Problem: When developing benchmarks we sometimes want the benchmark to do a busy wait (i.e., do some 'work' for a some amount of time). Often this is accomplished through in-cache matrix multiplication, divided into two phases: (1) during the calibration phase, the duration of the matrix operation is measured over multiple trials, and an average duration calculated; (2) when the busy wait is needed, the number of matrix multiplications required to use up a certain amount of time is calculated and the operations performed.
We noticed the difference between the requested work duration and the duration actually delivered could be significant, e.g., exceeding 50%. This error can be reduced by strategies such as increasing the number of calibration trials, reducing OS noise (e.g., by running on a lightweight kernel), and by not using sleep(n) between calibration trials. However, we nonetheless wanted to see if there existed a more accurate busy wait method, one more tolerant of OS noise, and which might be able to deliver fine-grained durations (on the order of thousands of nanoseconds).

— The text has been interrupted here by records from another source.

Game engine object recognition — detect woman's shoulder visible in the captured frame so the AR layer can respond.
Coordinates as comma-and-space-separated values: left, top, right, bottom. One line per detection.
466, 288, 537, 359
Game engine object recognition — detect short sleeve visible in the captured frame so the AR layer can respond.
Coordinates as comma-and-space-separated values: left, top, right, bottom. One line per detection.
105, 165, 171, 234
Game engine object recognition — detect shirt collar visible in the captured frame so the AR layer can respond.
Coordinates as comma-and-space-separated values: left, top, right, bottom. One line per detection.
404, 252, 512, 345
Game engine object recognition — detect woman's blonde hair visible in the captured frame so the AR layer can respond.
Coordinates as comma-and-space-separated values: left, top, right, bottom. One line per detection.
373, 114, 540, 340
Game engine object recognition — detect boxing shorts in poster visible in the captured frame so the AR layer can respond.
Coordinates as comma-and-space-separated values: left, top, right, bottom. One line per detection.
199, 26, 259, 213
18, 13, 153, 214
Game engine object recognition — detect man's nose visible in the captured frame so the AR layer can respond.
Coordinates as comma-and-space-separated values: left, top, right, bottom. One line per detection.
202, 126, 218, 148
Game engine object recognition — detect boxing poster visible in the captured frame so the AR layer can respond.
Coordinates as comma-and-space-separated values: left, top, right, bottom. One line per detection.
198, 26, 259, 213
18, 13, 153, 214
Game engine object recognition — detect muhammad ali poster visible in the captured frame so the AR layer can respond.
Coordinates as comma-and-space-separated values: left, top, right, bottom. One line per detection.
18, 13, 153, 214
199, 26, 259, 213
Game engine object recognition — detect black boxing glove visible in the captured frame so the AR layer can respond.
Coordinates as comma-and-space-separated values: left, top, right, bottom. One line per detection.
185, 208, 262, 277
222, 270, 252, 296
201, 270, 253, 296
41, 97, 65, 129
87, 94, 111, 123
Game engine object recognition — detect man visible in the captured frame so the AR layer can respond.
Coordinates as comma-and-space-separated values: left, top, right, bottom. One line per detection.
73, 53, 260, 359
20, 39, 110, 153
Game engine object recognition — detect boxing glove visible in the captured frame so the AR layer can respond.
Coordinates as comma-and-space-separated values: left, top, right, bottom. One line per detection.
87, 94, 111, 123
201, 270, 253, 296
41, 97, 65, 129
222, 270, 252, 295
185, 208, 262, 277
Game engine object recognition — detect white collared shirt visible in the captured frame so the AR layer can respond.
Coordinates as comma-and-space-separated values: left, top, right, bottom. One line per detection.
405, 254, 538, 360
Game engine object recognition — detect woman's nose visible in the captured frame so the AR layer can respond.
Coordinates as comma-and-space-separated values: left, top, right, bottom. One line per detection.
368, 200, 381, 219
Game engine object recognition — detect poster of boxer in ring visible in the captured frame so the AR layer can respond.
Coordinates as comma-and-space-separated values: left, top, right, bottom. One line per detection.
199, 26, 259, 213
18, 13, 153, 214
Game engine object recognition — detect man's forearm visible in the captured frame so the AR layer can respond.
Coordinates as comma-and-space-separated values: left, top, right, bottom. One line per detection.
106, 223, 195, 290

Solution: A collection of work loops utilizing the time stamp counter (available on most modern commodity cpus) to control exiting the loop, and a variety of basic operations (NOP, MUL, floating point MUL) to do nonsense work. Using these loops, we've observered reductions in error between requested and actual duration by multiple orders of magnitude in comparison to a naive matrix multiplication approach, when run on standard commodity hardware with the usual OS suspects (Linux, OSX).
There are many caveats and qualifications I won't go into.
Some Info:
The microwork loops require a time stamp counter with certain features. Available time stamp counter features can be discovered through proc/cpuinfo.
- 'tsc' indicates the presence of the time stamp counter functionality (non-sycnchronizing)
- 'rdtscp' indicates the synchronizing version is available
- 'constant_tsc' indicates whether the frequency of the tsc is constant across dynamic frequency voltage scaling; it is the 'architecture' timer. This flag is necessary for the microwork loops to work, unless, perhaps you have DFVS disabled.
- 'nonstop_tsc' indicates whether the counter ever stops.
- 'tsc_deadline_timer' - not sure what this means.
- 'tsc_adjust' - not sure what this means.
The combination of constant_tsc and nonstop_tsc is sometimes referred to as an 'invariant' time stamp counter. This is desireable.
On Linux, the calibration phase uses the system clock (CLOCK_MONOTONIC). The code also will run on MACH/OSx.
To see available clock sources:
cat /sys/devices/system/clocksource/clocksource0/available_clocksource
To see which one is being used by kernel:
cat /sys/devices/system/clocksource/clocksource0/current_clocksource
The microwork loops are intended to be inlined into the code at the point
work is to be done. Before that point, the loop must be calibrated.
See microwork_inline_test.c
for an example of a program that (i) uses
the provided calibration method, and (ii) inlines microwork loops that
use the results of calibration.
###############################################################################